Many people think that in contract trading, "as long as you see the right direction, you can make money".
I have personally experienced - it is actually not the case.
In the first six months of trading contracts, I lost 730,000.
Ironically, during that time, my directional judgments were mostly correct, but I lost every time.
Only after reviewing the delivery orders did I understand: I was not losing to the market, but stepping into the three major traps set by the market makers.
Trap One: Jumping in too early
As soon as the market shows movement, I hurriedly rush in, wanting to chase after a breakout with all my capital. As a result, just as I jumped in, a spike would knock me out of the game.
Trap Two: Setting stop-losses too rigidly
Many people are used to setting fixed stop-losses of 3% or 5%, but in the volatile contracts, these stop-losses are often easily swept away.
I was kicked out three times in a row by "false breakdowns", and then the market surged directly in the direction I had predicted - I set my stop-loss correctly, but lost the opportunity.
Later, I realized: a stop-loss should not be a static point, but a dynamic defense line, which must adjust with market fluctuations rather than clinging to a fixed number.
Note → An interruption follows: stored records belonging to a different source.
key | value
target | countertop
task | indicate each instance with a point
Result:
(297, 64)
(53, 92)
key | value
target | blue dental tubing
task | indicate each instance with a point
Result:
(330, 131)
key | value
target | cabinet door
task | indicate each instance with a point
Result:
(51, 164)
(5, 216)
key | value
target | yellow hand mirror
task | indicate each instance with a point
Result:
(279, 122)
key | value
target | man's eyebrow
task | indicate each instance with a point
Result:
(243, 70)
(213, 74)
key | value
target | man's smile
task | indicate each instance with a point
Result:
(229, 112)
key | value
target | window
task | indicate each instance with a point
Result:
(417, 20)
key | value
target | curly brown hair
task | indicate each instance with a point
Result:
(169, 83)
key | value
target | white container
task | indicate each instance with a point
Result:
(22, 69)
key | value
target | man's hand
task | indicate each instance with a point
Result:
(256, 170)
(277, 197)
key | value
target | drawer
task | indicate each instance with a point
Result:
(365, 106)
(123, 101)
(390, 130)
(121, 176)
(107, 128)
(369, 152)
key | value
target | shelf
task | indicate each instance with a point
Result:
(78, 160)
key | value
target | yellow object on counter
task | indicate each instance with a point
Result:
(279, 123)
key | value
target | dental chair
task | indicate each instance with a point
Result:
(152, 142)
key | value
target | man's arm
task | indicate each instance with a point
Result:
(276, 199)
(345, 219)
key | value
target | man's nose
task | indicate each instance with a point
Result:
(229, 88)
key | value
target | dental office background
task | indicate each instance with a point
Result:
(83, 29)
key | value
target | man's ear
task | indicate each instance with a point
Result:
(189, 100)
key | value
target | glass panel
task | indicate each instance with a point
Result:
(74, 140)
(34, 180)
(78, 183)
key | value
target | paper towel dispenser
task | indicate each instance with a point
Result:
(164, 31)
Trap Three: Holding heavy positions stubbornly
Going all in is like handing your destiny over to the market. Even if the direction is right, as long as the market fluctuates slightly against you, your account could still go to zero.
That night, I watched the margin call notification and my balance drop to zero, frozen in place, unable to say a word.
Later, I established three iron rules for myself:
Never go all in, split the position into three parts, and maintain a margin for both entry and exit;
Dynamically adjust stop-losses, do not set fixed points, and combine fluctuations with structural judgments to exit;
When the market is unclear, wait in cash; being in cash is also a form of position management.
With this set of rules, I transitioned from continuous liquidations to stable profits, tripling my account within a year.
In the cryptocurrency world, those who can survive are the ones who ultimately win.
I know that walking this path alone is difficult.
Now, I lay out the path I have walked, the mistakes I have made, and the rules I have verified for you -
Do you want to walk together?
If needed, I can share specific execution details and rhythm methods at any time. What can truly take you through cycles is not the myth of getting rich quickly, but a solid and steady system.
$US It turns out that this is garbage. Once it goes online, it keeps falling. On Saturday, I informed fans to short it, and I shouted in the square. When it fell to 0.015, I told fans to take a break-even loss. After two days, it directly turned from a bicycle into a motorcycle, achieving around 2500 in profit.
This coin's rebound is very weak, and one can wait for a high point to continue shorting. In the future, I will find a suitable position to lead fans to enter again. Those interested can come!
Brothers! $US can be shorted at the current price, this new coin is just garbage and has plummeted since its launch. A group of people got trapped yesterday and it won't go up in the short term. The bulls are weak and unable to rebound, and the trading volume is gradually decreasing, now it is a bearish trend dominating. The target can be set at 0.15 with good defense.